11. Selon la jurisprudence de la Cour européenne des droits de l'Homme, les stipulations de l'article 3 de la convention européenne de sauvegarde des droits de l'homme et des libertés fondamentales s'opposent à l'éloignement d'une personne gravement malade dans le cas où il existerait des motifs sérieux de croire que cette personne, bien que ne courant pas de risque imminent de mourir, ferait face, en raison de l'absence de traitements adéquats dans le pays de destination ou du défaut d'accès à ceux-ci, à un risque réel d'être exposée à un déclin grave, rapide et irréversible de son état de santé entraînant des souffrances intenses ou à une réduction significative de son espérance de vie.

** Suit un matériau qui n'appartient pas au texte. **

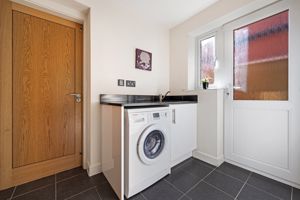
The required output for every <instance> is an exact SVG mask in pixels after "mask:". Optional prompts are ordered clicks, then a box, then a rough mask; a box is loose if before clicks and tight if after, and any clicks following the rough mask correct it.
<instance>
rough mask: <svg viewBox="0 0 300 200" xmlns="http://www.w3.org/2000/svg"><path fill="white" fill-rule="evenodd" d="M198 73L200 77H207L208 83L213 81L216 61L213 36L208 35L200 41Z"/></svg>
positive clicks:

Il ne résulte pas de ce qui a été dit ci-dessus que les pathologies dont est atteint M. B D A atteindraient un niveau d'une particulière gravité ni qu'il serait exposé, en cas de retour dans son pays d'origine, à un déclin grave, rapide et irréversible de son état de santé ainsi qu'à une réduction significative de son espérance de vie. Dès lors, le préfet de la Seine-Saint-Denis n'a pas commis d'erreur appréciation en fixant la République du Congo comme pays à destination duquel le requérant doit être renvoyé. Par suite, le moyen tiré de la méconnaissance des stipulations de l'article 3 de la convention européenne de sauvegarde des droits de l'homme et des libertés fondamentales doit être écarté.

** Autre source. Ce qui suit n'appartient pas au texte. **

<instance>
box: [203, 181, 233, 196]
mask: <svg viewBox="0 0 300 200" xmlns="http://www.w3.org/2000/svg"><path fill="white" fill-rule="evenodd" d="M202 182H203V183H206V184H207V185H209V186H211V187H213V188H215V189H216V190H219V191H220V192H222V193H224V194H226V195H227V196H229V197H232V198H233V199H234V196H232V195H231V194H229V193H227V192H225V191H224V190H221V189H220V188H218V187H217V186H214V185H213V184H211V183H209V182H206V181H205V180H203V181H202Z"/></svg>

12. Il résulte de ce qui précède que l'exception d'illégalité de la décision qui refuse la délivrance d'un titre de séjour à M. B D A, soulevée par celui-ci au soutien de ses conclusions tendant à l'annulation de la décision qui lui fait obligation de quitter le territoire français et que l'exception d'illégalité de cette dernière décision, soulevée au soutien des conclusions tendant à l'annulation de la décision fixant le pays de destination du requérant, doivent être écartées.

13. Il résulte de tout ce qui précède que M. B D A n'est pas fondé à demander l'annulation de l'arrêté du 5 août 2022 du préfet de la Seine-Saint-Denis. Il y a lieu, par voie de conséquence, de rejeter ses conclusions aux fins d'injonction et d'astreinte ainsi que celles relatives aux frais d'instance.

D E C I D E :

Article 1er : La requête de M. B D A est rejetée.

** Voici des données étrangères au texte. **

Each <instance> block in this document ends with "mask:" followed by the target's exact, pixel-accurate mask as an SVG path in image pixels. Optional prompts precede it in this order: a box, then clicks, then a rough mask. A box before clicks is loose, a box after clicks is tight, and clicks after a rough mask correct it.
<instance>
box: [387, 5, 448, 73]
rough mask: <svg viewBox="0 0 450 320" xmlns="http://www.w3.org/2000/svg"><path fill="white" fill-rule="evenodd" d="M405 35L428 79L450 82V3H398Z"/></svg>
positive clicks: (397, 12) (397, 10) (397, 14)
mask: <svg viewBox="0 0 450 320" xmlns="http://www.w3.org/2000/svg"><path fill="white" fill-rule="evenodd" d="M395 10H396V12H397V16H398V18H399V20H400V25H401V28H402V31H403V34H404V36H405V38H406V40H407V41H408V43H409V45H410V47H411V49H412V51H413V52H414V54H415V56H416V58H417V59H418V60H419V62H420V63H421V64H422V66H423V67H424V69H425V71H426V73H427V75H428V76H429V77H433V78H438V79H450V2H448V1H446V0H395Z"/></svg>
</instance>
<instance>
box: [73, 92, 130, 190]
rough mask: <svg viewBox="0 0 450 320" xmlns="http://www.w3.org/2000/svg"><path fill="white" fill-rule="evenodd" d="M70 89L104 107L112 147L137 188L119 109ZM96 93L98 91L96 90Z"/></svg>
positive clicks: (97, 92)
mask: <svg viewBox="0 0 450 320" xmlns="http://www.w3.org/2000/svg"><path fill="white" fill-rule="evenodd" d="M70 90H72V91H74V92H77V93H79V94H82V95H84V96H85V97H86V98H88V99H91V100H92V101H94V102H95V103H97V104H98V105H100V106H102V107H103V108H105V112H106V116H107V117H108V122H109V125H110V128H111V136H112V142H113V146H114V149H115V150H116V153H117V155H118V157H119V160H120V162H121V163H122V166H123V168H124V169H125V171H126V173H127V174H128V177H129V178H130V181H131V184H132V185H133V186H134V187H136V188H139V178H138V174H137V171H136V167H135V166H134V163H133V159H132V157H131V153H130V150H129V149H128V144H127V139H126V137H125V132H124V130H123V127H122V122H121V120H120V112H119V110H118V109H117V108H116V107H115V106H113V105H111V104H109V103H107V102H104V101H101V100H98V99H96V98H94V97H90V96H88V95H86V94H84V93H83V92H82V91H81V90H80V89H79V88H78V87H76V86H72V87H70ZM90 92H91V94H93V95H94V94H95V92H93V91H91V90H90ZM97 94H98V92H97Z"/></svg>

Article 2 : Le présent jugement sera notifié à M. C B D A, à Me Singh et au préfet de la Seine-Saint-Denis.

Délibéré après l'audience du 7 mai 2024, à laquelle siégeaient :

- M. Gauchard, président,

- M. Guiral, premier conseiller,

- Mme Lamlih, première conseillère.

Rendu public par mise à disposition au greffe le 22 mai 2024.

Le rapporteur,

S. Guiral

Le président,

L. Gauchard

La greffière,

S. Jarrin

La République mande et ordonne au préfet de la Seine-Saint-Denis en ce qui le concerne, ou à tous commissaires de justice à ce requis en ce qui concerne les voies de droit commun contre les parties privées, de pourvoir à l'exécution de la présente décision.